About Knowdis.ai
KnowDis AI is a research-driven startup building cutting-edge solutions in Natural Language Processing (NLP) and Generative AI. Our AI tools are designed to automate and enhance business processes, including content generation, information retrieval, and document understanding. We work with clients across industries such as e-commerce, fashion, banking, and pharma, helping them unlock value through enterprise-ready AI solutions.
Role overview
We are seeking a Lead DevOps / Cloud Engineer to own and scale the production infrastructure that powers high-availability AI workloads and real-time search experiences.
This role will lead the design, reliability, and automation of cloud infrastructure, CI/CD systems, and production operations for a high-traffic platform serving enterprise-grade deployments. The ideal candidate combines strong cloud architecture expertise with deep operational ownership, enabling reliable GPU-backed AI model serving and low-latency distributed systems at scale.
You will work closely with backend, platform, and ML engineering teams to ensure resilient, observable, and cost-efficient infrastructure capable of supporting rapid experimentation as well as mission-critical production workloads.
Key responsibilities
- End-to-end infrastructure ownership: Design, deploy, and operate scalable cloud infrastructure supporting a high-scale multimodal search platform handling production traffic across text, image, and voice workloads.

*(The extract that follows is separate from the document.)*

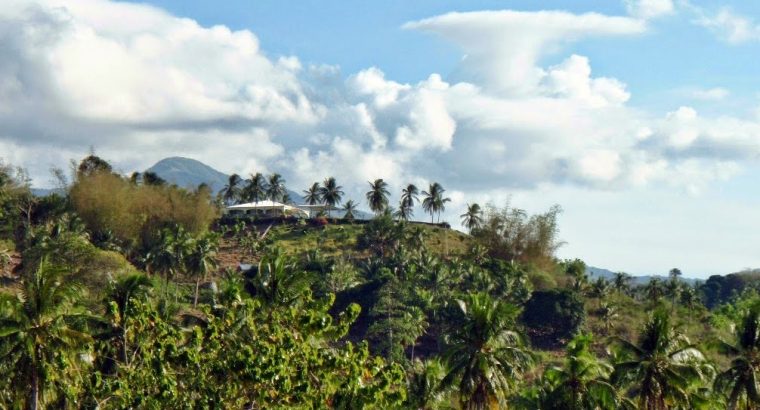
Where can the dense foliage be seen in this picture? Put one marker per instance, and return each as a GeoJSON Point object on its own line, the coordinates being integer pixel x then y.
{"type": "Point", "coordinates": [124, 292]}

- Kubernetes platform engineering: Architect and manage Kubernetes-based production environments (EKS/GKE/AKS) with robust autoscaling, failover mechanisms, and zero-downtime deployment practices.
- Infrastructure as Code (IaC): Design and maintain reproducible infrastructure using Terraform or equivalent tools to ensure secure, version-controlled environments across development, staging, and production.
- Reliability & performance engineering: Implement high-availability and low-latency architectures capable of handling traffic spikes through intelligent caching, queuing, rate limiting, load balancing, and graceful degradation strategies.
- CI/CD & release automation: Build and maintain automated CI/CD pipelines enabling safe, repeatable, and rapid deployments with rollback capabilities and environment parity.
- Disaster recovery & incident management: Establish redundancy, backup, and disaster recovery systems aligned with defined SLOs/SLAs; lead incident response practices including runbooks and post-incident reviews.
- Observability & monitoring: Implement comprehensive observability covering metrics, logs, distributed tracing, alerting, and performance monitoring; drive continuous reliability improvements through data-driven insights.
- AI infrastructure & model serving: Support GPU-based inference infrastructure and AI model deployment pipelines (e.g., Triton, vLLM, TGI), collaborating closely with MLOps and ML teams to ensure reliable, scalable model serving under production workloads.
- Security & operational excellence: Enforce cloud security best practices, access controls, secrets management, and infrastructure governance aligned with enterprise deployment standards.
- Cost optimization: Continuously monitor and optimize cloud resource utilization, GPU workloads, and infrastructure spend without compromising performance or reliability.
Required skills & experience
- 610 years of experience in DevOps, Site Reliability Engineering (SRE), or Cloud Platform Engineering roles within high-scale technology environments.
- Strong hands-on expertise with at least one major cloud platform AWS, GCP, or Azure including networking, compute, storage, and managed Kubernetes services.
- Deep experience operating production Kubernetes environments at scale, including autoscaling, cluster upgrades, workload orchestration, and resilience design.
- Proven experience implementing Infrastructure as Code using Terraform (preferred) or equivalent tooling.
- Strong understanding of distributed systems reliability, including load balancing, caching strategies, asynchronous queues, and failure recovery patterns.
- Experience designing and managing CI/CD pipelines using modern tooling (GitHub Actions, GitLab CI, ArgoCD, Jenkins, or equivalent).
- Hands-on experience building observability stacks using tools such as Prometheus, Grafana, ELK/OpenSearch, Datadog, or OpenTelemetry.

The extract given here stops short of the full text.